Discovered: A late-’90s ode to the Northwestern computer lab

A find during Googling recently — Lindsay sent a photo of Evanston restaurant Hecky’s, a place we never went while we actually attended Northwestern — is Martha Larson’s “Computer Lab Swing” (lyrics and mp3), which turns out to be an amazing capture of an odd time and place: NU’s late-’90s digital world.

The servers named after neighborhood restaurants (Hecky’s is the only survivor), the Telnet text-only email client, the “Ph” service that operated like a digital phone directory but then became a semi-social network before social networks existed…. all of these things were real and our children will never believe us.

It’s a high-class joint where the big names rendezvous
You’ve got Hecky, Casbah, Merle and Sweet Lulu
The lights are white and the screens glow a funky green,
And, baby, pine is the secret word, if you know what I mean
Keep on swingin’ there’s no stoppin’, the Cyberworld is always hoppin’
Computer Lab…Computer Lab

I sing bee-billi-oten-boten-bobo-skideeten-be-bop
As I take that mouse for a spin across my desktop
The guy sittin’ next to me is a real Johnny Style,
So I’ll Ph that cat, and get his profile
All those masterminds a-thinkin’ but there ain’t no food or drinkin’
Computer Lab…Computer Lab

Our current interns will never believe us.

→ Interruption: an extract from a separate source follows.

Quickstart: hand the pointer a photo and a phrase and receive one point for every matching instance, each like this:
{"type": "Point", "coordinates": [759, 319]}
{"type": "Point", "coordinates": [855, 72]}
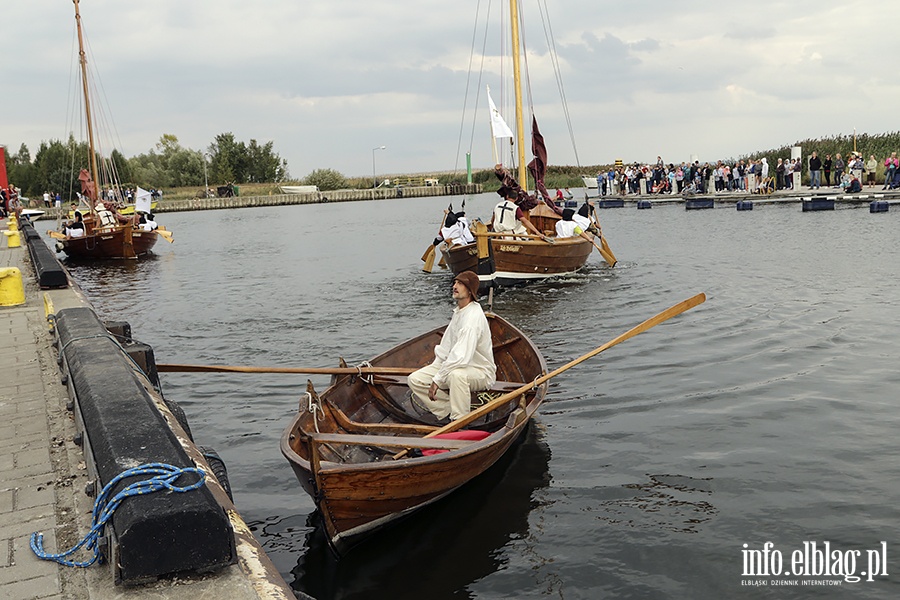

The rest of Larson’s songs from that time aren’t online, but I bet they’d be interesting to Northwestern people as well.  A 1999 graduate of the NU mechanical-engineering program, say her liner notes, “Martha performed the title track to her album, Lonesome Techie Woman, at the 1999 McCormick School of Engineering commencement ceremony.”

2 thoughts on “Discovered: A late-’90s ode to the Northwestern computer lab”

  1. Sadness: none of those restaurants were there in the mid 70s. Where’s my server named Jay’s? How about Three Doors Down and the Big Pickle?

  2. If there was a university server named the Big Pickle, who knows how many songs would have been sung of it!

    But this raises an interesting historical question. When did the name of servers begin? And when was the first fun name?